Replacing column values in a pandas DataFrame

ghz 3months ago ⋅ 37 views

I'm trying to replace the values in one column of a dataframe. The column ('female') only contains the values 'female' and 'male'.

I have tried the following:

w['female']['female']='1'
w['female']['male']='0' 

But receive the exact same copy of the previous results.

I would ideally like to get some output which resembles the following loop element-wise.

if w['female'] =='female':
    w['female'] = '1';
else:
    w['female'] = '0';

I've looked through the gotchas documentation (http://pandas.pydata.org/pandas-docs/stable/gotchas.html) but cannot figure out why nothing happens.

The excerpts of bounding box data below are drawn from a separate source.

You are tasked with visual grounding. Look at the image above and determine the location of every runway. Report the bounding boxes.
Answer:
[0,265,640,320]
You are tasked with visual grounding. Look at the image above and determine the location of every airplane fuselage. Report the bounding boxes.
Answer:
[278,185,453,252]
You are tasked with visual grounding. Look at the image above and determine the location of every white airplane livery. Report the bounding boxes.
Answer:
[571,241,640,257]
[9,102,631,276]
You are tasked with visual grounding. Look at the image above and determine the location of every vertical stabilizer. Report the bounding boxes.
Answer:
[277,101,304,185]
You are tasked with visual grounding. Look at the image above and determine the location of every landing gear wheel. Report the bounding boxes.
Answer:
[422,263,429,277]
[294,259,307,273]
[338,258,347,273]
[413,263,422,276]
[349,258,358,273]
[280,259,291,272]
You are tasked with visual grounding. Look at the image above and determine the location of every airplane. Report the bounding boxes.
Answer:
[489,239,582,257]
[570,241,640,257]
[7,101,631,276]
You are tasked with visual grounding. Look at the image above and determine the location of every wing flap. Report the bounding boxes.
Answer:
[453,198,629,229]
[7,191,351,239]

Any help will be appreciated.

Answers

In pandas, you cannot directly assign values to specific elements in a column in the way you are attempting. Instead, you should use the replace() method, or better yet, use map() or apply() to perform element-wise operations. Here's how you can achieve what you want.

1. Using map() (Recommended for this case)

The map() function is ideal for replacing values based on a mapping dictionary.

w['female'] = w['female'].map({'female': '1', 'male': '0'})

This will map each value of the 'female' column to '1' if it's 'female', and to '0' if it's 'male'.

2. Using replace()

Alternatively, you can use the replace() function, which allows you to specify values to replace directly.

w['female'] = w['female'].replace({'female': '1', 'male': '0'})

This will achieve the same result by replacing 'female' with '1' and 'male' with '0'.

3. Using apply() (if you want more flexibility)

If you need a more complex condition, apply() allows you to use a function on each element of the column.

w['female'] = w['female'].apply(lambda x: '1' if x == 'female' else '0')

This method is slightly more flexible because you can define more complex logic inside the lambda function if needed.

Why Your Original Code Didn't Work

Your original attempt used incorrect syntax for accessing and modifying values in pandas. Specifically, this line:

w['female']['female']='1'

is not valid, as it attempts to use indexing on the values directly rather than performing a conditional check and update on the column.

By using map(), replace(), or apply(), you'll efficiently update the values of the 'female' column in the way you're aiming to.